Sabtu, 03 Mei 2014

Sebuah ruang

Dan aku masuk ke dalam sebuah ruang. Asing, gelap, dan baru. Awalnya aku mengira ini sebuah ruang kosong dan layak diisi, tapi nyatanya ruang ini masih terisi sisa-sisa masa lalu. Sesak. Kenangan kenangan indah yang pasti sulit terhapuskan atau bahkan memang sengaja tak dihapuskan. Kenangan-kenangan yang mungkin masih terbayang di dalam keseharian. Setiap kata, gerakan, perlakuan, keistimewaan dari masa lalu. Kenangan indah dari masa lalu tapi malah jadi sisa sisa kotoran untuk penghuni barunya. 

Tadi malam aku sadar bahwa ternyata ini bukan sebuah ruang, melainkan sebuah perangkap. Ilusi. Ilusi dari sebuah keindahan. Yang ketika aku mulai merasakan kenyamanan tetapi justru perangkap ini mulai mengeluarkan duri-durinya. Yang semakin lama semakin panjang dan menyakiti. Yang semakin hari ada saja hal yang menyuruhku pergi.
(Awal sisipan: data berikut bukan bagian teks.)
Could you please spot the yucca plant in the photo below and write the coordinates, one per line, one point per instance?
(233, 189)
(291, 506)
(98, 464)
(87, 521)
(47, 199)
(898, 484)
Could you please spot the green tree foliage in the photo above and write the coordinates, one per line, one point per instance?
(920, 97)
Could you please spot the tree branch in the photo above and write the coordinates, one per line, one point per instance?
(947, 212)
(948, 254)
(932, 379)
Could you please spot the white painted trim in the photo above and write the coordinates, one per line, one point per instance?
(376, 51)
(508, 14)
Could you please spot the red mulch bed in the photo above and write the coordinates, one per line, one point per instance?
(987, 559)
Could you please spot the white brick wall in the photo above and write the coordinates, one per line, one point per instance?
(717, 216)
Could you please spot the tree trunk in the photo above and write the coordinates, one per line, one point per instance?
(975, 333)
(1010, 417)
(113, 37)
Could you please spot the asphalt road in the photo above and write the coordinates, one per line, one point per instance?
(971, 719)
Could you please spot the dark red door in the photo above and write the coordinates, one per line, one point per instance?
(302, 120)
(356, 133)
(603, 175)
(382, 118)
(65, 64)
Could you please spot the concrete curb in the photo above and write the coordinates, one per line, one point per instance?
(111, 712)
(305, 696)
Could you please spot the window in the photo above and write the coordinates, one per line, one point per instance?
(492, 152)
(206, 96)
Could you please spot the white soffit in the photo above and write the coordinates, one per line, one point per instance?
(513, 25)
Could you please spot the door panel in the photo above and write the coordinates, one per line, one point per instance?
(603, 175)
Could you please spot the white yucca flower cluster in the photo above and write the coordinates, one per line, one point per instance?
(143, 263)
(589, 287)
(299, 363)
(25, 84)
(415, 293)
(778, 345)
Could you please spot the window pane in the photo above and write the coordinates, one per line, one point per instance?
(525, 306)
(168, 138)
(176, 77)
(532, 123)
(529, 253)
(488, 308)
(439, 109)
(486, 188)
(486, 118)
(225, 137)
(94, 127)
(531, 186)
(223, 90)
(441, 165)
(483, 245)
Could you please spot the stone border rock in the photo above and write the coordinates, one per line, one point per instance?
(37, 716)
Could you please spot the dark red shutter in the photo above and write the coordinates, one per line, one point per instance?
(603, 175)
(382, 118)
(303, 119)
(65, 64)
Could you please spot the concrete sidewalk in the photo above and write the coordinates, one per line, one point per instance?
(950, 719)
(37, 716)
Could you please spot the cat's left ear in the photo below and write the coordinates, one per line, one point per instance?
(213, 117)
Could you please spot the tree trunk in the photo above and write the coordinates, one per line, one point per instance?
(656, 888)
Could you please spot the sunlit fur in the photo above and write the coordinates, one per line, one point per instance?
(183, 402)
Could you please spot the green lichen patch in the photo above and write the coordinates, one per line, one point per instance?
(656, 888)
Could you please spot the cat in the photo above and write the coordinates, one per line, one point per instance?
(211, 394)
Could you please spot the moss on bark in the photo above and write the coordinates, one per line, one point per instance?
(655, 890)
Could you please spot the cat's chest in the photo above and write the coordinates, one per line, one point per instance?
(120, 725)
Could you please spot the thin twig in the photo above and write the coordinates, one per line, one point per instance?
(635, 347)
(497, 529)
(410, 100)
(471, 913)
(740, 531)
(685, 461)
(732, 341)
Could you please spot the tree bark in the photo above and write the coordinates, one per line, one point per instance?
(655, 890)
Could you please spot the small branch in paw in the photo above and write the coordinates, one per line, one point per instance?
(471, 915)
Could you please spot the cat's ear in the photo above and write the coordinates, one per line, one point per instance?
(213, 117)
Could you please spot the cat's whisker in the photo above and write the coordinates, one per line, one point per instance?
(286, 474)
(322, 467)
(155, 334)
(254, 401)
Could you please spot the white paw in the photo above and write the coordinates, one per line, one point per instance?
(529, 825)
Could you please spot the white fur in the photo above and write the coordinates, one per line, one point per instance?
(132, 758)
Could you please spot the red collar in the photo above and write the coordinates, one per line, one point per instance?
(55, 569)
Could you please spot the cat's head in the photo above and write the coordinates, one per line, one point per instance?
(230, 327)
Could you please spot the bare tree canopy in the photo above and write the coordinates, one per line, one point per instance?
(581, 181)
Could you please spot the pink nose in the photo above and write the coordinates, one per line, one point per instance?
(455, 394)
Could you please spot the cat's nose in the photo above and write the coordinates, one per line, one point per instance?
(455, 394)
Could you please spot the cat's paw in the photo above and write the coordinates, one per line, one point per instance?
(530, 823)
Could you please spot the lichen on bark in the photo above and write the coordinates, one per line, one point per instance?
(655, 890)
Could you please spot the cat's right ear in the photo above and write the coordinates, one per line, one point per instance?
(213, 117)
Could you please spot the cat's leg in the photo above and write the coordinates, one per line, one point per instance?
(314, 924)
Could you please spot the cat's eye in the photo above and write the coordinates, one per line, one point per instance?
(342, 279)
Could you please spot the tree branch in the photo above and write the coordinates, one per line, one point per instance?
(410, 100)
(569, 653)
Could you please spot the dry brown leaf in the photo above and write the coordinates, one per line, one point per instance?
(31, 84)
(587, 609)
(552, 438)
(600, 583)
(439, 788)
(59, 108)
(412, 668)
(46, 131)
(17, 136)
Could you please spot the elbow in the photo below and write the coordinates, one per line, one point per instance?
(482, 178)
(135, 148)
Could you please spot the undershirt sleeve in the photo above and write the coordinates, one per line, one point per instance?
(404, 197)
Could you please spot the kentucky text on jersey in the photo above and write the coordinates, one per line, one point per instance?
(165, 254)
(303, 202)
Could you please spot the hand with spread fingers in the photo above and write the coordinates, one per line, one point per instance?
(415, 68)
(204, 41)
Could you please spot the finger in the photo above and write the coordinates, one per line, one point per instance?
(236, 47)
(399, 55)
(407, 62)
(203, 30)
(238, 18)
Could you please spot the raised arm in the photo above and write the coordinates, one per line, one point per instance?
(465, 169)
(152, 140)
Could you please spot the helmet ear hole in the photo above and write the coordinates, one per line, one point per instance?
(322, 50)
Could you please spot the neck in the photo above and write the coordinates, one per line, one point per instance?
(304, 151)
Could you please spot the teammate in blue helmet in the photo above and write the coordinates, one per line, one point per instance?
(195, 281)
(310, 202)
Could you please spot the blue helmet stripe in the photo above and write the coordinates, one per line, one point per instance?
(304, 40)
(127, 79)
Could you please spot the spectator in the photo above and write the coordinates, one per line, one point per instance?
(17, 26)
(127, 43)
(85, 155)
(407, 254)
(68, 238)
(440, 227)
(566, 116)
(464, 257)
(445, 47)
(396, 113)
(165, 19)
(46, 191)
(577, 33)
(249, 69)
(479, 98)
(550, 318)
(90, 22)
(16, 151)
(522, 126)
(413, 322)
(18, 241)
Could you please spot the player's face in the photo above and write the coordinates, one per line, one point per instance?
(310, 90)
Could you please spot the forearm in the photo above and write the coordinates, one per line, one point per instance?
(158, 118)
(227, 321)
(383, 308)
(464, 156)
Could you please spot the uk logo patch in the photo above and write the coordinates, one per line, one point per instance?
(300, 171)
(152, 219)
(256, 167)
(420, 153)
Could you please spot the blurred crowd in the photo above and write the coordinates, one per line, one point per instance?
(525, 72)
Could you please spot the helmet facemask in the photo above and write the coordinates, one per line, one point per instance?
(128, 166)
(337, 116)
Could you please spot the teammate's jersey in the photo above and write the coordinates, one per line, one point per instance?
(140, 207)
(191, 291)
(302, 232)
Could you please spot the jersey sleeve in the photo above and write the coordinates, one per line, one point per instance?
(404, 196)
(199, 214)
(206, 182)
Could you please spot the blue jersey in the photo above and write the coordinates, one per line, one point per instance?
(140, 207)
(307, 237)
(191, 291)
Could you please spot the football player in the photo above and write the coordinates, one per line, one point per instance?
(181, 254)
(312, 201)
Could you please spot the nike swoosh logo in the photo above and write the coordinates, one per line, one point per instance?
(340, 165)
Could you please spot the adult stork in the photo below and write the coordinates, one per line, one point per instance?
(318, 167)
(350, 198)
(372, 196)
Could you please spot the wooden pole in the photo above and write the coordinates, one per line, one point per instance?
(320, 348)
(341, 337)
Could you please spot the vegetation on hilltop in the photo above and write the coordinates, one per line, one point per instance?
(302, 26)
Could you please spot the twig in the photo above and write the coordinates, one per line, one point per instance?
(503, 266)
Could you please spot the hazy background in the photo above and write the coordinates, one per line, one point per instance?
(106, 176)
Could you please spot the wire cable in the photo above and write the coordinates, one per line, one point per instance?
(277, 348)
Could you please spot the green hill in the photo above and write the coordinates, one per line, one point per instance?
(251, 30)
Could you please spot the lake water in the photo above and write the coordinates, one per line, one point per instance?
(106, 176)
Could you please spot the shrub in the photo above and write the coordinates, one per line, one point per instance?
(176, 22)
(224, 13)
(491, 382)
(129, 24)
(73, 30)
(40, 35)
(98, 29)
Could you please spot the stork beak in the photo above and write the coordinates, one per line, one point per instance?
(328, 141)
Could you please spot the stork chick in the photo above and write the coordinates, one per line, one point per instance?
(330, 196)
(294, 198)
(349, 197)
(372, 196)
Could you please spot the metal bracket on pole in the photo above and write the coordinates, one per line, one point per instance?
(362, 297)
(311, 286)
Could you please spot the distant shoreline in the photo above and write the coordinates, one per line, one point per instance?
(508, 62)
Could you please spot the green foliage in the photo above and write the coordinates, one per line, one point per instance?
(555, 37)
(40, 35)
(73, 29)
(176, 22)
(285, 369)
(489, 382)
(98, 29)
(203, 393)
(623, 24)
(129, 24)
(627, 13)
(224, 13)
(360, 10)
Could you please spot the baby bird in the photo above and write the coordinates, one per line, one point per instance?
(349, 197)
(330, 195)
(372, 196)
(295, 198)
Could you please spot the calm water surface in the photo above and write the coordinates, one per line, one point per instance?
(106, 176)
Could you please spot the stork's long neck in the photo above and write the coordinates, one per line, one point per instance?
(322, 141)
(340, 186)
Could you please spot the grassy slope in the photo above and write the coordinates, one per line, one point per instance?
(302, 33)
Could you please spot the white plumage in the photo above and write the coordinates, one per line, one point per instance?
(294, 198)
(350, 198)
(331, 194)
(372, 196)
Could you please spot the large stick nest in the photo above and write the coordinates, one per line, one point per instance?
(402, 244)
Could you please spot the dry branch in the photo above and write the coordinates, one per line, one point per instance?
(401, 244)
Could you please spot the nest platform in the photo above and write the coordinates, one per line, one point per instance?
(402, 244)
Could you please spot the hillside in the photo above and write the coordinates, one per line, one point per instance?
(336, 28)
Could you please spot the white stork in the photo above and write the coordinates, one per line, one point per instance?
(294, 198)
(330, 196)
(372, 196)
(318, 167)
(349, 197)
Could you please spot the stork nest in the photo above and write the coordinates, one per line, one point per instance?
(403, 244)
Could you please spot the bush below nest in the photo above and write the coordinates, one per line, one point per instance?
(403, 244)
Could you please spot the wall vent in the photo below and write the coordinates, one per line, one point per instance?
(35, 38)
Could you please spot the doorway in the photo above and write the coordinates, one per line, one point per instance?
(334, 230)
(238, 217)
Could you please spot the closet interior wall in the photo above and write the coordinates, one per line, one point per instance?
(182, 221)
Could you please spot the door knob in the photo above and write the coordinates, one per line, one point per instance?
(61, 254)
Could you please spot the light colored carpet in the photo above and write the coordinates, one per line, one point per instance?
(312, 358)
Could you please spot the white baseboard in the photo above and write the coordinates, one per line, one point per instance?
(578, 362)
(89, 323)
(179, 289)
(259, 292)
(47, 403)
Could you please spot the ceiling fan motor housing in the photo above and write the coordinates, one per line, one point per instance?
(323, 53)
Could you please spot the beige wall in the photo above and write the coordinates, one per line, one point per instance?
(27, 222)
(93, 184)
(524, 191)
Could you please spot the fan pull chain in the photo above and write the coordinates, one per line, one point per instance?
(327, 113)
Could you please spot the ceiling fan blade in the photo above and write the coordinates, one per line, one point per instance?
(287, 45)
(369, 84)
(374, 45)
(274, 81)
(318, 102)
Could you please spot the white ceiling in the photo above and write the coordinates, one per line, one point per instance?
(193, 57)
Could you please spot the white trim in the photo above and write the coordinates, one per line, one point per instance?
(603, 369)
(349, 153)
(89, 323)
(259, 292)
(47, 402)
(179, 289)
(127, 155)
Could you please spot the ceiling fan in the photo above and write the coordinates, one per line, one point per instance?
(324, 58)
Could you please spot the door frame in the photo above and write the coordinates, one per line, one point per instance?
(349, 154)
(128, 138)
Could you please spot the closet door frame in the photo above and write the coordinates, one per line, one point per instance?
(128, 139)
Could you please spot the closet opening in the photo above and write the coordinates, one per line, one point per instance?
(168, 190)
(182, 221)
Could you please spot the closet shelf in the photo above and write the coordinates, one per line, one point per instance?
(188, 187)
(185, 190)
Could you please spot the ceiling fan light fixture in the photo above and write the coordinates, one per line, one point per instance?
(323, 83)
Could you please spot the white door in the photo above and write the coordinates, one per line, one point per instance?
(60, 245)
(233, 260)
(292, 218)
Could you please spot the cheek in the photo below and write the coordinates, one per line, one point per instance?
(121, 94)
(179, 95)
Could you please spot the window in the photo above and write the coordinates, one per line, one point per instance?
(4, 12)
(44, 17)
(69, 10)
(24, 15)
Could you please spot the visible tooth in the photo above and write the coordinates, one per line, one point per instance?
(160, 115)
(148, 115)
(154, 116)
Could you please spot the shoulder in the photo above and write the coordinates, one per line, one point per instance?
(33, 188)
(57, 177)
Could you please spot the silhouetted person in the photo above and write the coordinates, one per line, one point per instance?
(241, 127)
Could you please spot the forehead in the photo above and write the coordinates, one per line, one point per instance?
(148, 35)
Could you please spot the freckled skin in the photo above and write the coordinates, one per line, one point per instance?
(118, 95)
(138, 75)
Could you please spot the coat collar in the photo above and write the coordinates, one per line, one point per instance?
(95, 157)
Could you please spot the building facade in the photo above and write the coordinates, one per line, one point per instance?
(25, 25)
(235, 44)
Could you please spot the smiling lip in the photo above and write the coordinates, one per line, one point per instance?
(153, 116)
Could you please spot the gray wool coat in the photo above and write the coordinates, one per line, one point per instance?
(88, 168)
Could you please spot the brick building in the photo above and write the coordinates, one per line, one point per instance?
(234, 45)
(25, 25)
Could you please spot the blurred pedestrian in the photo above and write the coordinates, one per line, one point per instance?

Segera keluar. Hilang sudah kenyamanan. Semakin menyatakan bahwa tempat ini tak layak dihuni oleh pendatang baru. Aku terusir.

Aku pun sadar untuk apa berada di tempat yang bahkan tak layak huni. Penuh duri. Tak ada manfaat. Justru semakin menyakiti. Hanya terjebak pada rasa nyaman. Dan harapan akan semua hal baru. Namun semua yang indah hanya ilusi. 

Mencoba keluar pun ternyata tak mudah, jalannya juga sudah dipenuhi duri. Genangan air mulai bermunculan di pelupuk mata, hanya hitungan detik genangannya akan siap mengalir. Membahasi wajah yang semula dipenuhi dengan senyum bahagia. Sekarang tak lagi. Justru tersisa wajah yang sering menahan rasa sakit. Sakitnya di luar dan di dalam. Perih. Tapi daripada aku terus berada dalam perangkap ini, lebih baik aku putuskan keluar mencari jalan terbaik. Entah berapa jauh atau sampai kapan, setidaknya di sana, di ujung jalan sana masih terbuka jalan keluar menuju cahaya. Kembali ke tempat semula.